Getting to the bottom of passport processing flaws proves thorny

Union and management don’t see eye to eye on the failures that led to four employees approving fraudulent applications.

The State Department's management and union clashed this week over the root causes of passport processing mistakes revealed by the Government Accountability Office last month -- but seemed to agree there were systemic problems in State's Bureau of Consular Affairs.

Colin Walle, president of National Federation of Federal Employees Local 1998, said the State Department was placing too much of the blame for the problems uncovered by GAO on human error. An approach of moving applications along without waiting for the results of Social Security Administration database checks and a workplace culture of "quantity over quality" are more to blame, Walle said.

In March, GAO issued a report revealing that an undercover investigator obtained four passports using fake identifying information, including the Social Security number of a man who had died in 1965. State responded in part by suspending the adjudication authority of the passport specialists involved.

"We're getting fed up with how they're handling this," Walle said. "The employees are being scapegoated for the mistakes."

But Brenda Sprague, deputy assistant secretary for passport services at the State Department, said the suspension of the four specialists' approval authority was not a disciplinary action, but an attempt at training and education. The department required similar training for other workers who issued passports in error, she said. She added that State conducted an audit of all passport specialists immediately following the GAO report, and found few other procedural lapses.

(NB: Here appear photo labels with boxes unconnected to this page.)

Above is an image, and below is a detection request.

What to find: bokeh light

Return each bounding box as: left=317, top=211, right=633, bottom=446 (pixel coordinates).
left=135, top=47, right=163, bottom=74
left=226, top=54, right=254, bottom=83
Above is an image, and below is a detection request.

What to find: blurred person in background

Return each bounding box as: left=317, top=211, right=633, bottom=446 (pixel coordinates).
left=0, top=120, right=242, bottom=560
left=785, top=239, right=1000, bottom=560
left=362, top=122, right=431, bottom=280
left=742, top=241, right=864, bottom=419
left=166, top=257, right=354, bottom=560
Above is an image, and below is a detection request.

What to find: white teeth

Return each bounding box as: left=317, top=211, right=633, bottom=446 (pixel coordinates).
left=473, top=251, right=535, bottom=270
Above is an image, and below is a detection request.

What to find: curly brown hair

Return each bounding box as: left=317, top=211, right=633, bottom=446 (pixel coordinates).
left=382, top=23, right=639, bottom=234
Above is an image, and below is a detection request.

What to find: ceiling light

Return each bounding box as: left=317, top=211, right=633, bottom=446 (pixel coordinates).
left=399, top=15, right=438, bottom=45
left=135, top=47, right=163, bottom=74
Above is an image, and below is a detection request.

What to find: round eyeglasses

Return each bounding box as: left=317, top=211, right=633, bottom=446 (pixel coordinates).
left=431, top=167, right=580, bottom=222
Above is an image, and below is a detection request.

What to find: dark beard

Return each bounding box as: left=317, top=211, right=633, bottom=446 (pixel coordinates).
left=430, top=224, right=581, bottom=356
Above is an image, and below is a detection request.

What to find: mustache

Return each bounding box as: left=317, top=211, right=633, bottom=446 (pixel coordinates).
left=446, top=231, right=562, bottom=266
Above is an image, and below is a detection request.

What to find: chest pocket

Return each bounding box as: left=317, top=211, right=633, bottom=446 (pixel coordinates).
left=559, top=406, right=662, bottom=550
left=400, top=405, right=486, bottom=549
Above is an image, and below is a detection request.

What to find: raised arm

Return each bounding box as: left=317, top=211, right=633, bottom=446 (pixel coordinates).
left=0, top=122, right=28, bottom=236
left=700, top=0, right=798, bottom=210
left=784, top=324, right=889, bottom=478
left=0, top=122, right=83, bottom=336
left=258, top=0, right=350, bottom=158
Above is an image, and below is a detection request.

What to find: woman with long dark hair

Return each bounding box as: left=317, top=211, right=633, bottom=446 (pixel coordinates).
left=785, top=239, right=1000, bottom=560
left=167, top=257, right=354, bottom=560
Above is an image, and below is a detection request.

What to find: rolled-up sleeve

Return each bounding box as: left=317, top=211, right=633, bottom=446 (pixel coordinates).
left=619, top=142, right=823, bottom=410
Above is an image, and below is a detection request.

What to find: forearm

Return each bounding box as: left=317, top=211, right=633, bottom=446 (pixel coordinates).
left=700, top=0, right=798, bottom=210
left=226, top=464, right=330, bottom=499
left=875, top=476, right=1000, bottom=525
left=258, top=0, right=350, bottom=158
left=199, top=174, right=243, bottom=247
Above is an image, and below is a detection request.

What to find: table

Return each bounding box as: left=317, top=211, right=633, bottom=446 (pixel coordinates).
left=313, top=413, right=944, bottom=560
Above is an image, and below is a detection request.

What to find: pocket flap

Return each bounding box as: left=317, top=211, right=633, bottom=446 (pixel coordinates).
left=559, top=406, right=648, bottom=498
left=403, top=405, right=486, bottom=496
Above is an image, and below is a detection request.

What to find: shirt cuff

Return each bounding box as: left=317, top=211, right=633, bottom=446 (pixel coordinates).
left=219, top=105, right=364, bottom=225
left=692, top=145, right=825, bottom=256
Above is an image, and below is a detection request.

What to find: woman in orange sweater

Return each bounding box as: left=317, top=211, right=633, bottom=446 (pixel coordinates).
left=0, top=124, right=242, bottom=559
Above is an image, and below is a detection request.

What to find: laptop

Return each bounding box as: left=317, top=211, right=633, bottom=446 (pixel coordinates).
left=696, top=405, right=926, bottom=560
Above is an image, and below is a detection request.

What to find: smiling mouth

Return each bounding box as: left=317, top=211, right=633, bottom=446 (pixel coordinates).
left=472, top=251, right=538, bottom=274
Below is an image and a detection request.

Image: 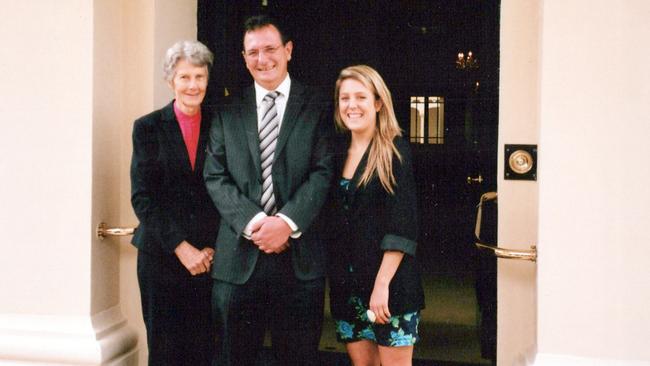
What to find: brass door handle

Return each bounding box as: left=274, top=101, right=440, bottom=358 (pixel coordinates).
left=474, top=192, right=537, bottom=262
left=467, top=174, right=483, bottom=184
left=96, top=222, right=137, bottom=240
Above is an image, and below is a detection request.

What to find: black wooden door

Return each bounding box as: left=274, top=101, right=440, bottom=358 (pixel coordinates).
left=198, top=0, right=499, bottom=364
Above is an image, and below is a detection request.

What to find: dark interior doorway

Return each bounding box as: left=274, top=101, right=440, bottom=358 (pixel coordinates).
left=198, top=0, right=500, bottom=365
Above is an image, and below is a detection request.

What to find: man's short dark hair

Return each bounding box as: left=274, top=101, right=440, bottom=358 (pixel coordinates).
left=244, top=15, right=291, bottom=44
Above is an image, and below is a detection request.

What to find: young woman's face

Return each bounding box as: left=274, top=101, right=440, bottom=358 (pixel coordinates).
left=338, top=79, right=381, bottom=135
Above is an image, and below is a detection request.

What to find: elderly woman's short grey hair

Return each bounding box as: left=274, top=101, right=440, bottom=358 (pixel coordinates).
left=163, top=41, right=214, bottom=81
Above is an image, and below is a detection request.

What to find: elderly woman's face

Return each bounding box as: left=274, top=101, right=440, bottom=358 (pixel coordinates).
left=169, top=59, right=208, bottom=115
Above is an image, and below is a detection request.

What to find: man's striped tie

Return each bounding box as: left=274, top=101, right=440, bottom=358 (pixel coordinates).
left=259, top=91, right=280, bottom=215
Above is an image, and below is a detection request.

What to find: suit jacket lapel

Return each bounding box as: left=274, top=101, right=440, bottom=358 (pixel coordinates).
left=275, top=80, right=305, bottom=156
left=239, top=86, right=262, bottom=177
left=194, top=104, right=212, bottom=177
left=161, top=101, right=192, bottom=173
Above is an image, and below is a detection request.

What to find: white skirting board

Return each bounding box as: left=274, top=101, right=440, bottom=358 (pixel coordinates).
left=0, top=306, right=138, bottom=366
left=533, top=353, right=650, bottom=366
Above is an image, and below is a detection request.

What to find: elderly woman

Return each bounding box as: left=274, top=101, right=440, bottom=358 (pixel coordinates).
left=131, top=41, right=219, bottom=366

From Sprague's perspective, miscommunication was at the heart of the failure.

"We never provided a clear directive that all work had to be held on a Social Security check to come back," she said.

That means the specialists and their supervisors might have been unclear about the security procedures surrounding passport approval, she said. "That's a systemic problem, and I take full responsibility for that," Sprague said.

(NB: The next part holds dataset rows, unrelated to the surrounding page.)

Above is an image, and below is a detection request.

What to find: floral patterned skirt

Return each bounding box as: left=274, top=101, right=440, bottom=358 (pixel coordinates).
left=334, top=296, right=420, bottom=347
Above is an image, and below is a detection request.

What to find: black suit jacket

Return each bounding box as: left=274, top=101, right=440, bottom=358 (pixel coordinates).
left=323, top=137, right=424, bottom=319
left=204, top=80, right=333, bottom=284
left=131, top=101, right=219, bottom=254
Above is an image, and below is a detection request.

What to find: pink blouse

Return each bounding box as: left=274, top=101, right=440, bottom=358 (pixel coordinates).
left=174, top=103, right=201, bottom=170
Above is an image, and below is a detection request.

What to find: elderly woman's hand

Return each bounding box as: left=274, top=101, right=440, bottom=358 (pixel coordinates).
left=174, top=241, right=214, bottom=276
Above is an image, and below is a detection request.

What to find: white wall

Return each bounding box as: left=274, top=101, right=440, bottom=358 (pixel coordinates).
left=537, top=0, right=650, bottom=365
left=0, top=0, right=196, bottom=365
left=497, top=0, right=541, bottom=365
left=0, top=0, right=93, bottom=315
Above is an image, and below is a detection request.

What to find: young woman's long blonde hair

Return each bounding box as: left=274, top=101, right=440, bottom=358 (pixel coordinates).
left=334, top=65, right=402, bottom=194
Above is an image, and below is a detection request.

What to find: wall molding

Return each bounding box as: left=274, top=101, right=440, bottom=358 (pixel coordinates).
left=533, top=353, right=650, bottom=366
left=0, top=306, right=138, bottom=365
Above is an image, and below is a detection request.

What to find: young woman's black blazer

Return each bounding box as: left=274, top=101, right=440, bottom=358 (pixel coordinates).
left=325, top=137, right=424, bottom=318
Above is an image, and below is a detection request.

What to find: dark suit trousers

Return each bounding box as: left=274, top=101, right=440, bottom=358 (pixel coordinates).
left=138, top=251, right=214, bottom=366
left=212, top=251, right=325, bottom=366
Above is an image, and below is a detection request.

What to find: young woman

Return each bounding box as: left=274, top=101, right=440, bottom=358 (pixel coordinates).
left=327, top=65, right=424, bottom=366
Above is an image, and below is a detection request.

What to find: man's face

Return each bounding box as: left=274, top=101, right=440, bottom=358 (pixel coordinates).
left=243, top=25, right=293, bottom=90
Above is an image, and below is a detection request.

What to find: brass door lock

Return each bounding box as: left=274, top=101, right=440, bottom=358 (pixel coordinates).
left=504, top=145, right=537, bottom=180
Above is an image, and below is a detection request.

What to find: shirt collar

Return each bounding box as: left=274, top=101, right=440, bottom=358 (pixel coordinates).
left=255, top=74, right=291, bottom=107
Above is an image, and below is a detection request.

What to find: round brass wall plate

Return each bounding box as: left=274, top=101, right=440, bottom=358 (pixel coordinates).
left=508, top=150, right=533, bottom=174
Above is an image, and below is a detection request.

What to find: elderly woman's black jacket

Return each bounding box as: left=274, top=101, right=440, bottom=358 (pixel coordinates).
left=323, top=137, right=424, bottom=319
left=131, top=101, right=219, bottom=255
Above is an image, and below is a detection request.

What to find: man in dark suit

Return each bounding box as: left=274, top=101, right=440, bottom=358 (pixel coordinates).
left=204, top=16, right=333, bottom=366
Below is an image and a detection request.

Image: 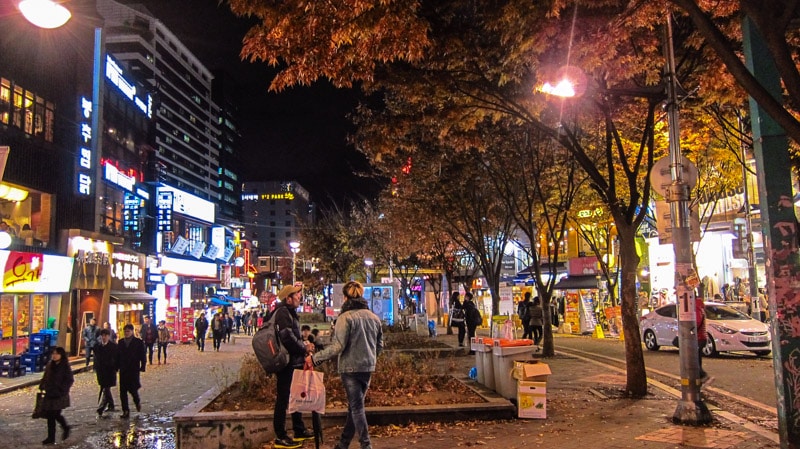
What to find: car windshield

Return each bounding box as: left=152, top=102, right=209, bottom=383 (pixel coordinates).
left=706, top=304, right=751, bottom=320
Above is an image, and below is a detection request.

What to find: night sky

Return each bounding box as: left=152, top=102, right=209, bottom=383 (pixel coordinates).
left=118, top=0, right=378, bottom=205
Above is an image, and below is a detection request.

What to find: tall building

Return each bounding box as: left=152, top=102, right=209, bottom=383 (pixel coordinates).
left=242, top=181, right=314, bottom=256
left=211, top=70, right=242, bottom=228
left=97, top=0, right=221, bottom=203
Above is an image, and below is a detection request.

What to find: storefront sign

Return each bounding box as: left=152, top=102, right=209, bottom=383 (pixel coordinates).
left=0, top=251, right=73, bottom=293
left=159, top=256, right=217, bottom=279
left=156, top=192, right=173, bottom=232
left=158, top=185, right=214, bottom=223
left=76, top=97, right=94, bottom=196
left=111, top=248, right=145, bottom=291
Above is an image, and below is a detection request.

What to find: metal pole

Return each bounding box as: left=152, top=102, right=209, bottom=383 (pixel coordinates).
left=742, top=16, right=800, bottom=448
left=739, top=117, right=761, bottom=321
left=665, top=15, right=711, bottom=425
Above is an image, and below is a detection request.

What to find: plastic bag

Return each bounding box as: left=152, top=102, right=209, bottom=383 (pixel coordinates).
left=287, top=369, right=325, bottom=414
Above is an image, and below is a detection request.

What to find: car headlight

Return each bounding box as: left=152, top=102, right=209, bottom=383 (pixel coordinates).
left=709, top=324, right=736, bottom=334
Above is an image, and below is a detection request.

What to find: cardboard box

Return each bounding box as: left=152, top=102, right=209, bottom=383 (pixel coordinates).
left=511, top=360, right=552, bottom=382
left=517, top=380, right=547, bottom=419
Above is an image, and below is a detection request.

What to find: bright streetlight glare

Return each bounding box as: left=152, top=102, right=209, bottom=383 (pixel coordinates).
left=17, top=0, right=72, bottom=29
left=541, top=79, right=575, bottom=97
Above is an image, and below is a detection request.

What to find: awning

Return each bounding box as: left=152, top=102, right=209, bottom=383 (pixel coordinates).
left=553, top=274, right=605, bottom=290
left=109, top=290, right=157, bottom=302
left=210, top=296, right=233, bottom=307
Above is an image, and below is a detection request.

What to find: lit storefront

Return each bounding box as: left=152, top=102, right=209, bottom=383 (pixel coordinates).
left=59, top=233, right=122, bottom=355
left=0, top=251, right=73, bottom=355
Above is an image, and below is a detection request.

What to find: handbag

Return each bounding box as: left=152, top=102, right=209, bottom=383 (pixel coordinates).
left=31, top=391, right=44, bottom=419
left=287, top=369, right=325, bottom=414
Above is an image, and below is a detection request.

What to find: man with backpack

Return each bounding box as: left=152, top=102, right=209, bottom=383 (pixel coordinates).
left=272, top=285, right=314, bottom=449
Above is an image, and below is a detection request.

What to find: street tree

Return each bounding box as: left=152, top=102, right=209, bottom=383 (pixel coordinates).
left=225, top=0, right=736, bottom=397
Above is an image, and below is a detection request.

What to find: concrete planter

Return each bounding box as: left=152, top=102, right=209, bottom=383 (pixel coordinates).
left=173, top=379, right=516, bottom=449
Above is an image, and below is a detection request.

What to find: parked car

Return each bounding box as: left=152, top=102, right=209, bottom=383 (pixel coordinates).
left=639, top=302, right=772, bottom=357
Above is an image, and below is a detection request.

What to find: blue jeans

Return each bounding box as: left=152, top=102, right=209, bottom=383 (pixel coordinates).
left=337, top=372, right=372, bottom=449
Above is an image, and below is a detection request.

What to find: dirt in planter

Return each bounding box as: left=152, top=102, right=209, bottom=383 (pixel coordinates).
left=202, top=344, right=484, bottom=412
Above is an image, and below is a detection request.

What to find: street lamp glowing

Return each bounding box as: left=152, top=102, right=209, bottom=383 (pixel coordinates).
left=17, top=0, right=72, bottom=29
left=541, top=79, right=575, bottom=98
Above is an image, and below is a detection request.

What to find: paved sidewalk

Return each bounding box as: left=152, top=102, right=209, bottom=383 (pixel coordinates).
left=364, top=327, right=780, bottom=449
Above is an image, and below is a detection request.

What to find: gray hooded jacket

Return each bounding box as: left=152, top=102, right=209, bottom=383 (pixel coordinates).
left=311, top=298, right=383, bottom=373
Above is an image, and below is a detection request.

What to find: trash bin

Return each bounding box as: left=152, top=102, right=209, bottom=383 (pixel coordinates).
left=492, top=339, right=535, bottom=400
left=475, top=337, right=495, bottom=390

State was experiencing a relative lull in applications in late 2008 after a spike in 2007, Sprague noted. The database check can take a day, which was never an issue when employees faced a backlog of applications in 2007, she said. But when the workload decreased and passport applications could be processed much faster, some specialists and supervisors didn't know to wait for the database check to be completed.

"It had been such a long time since we ever had the luxury of turning passport applications around so quickly, the idea that this could happen really never occurred to anybody," she said

State is considering recommendations in an April 13 GAO letter following up on the March report, and will work with the union to implement additional training, standardize procedures for verifying applicants' identification information, and adopt other security tools such as facial recognition software, Sprague said.

The union would like to see better coordination with SSA to allow immediate checks of databases -- rather than a time lag of a day or more, Walle said. NFFE also wants more permanent fraud staffing, and more incentives for fraud prevention and "quality work," he said.

"We're the ones intimately familiar with vulnerabilities," he said. "We're the ones who have been crying for help."

The Senate Judiciary Committee's Subcommittee on Terrorism and Homeland Security plans to hold hearings on this issue in May, but has not scheduled them yet.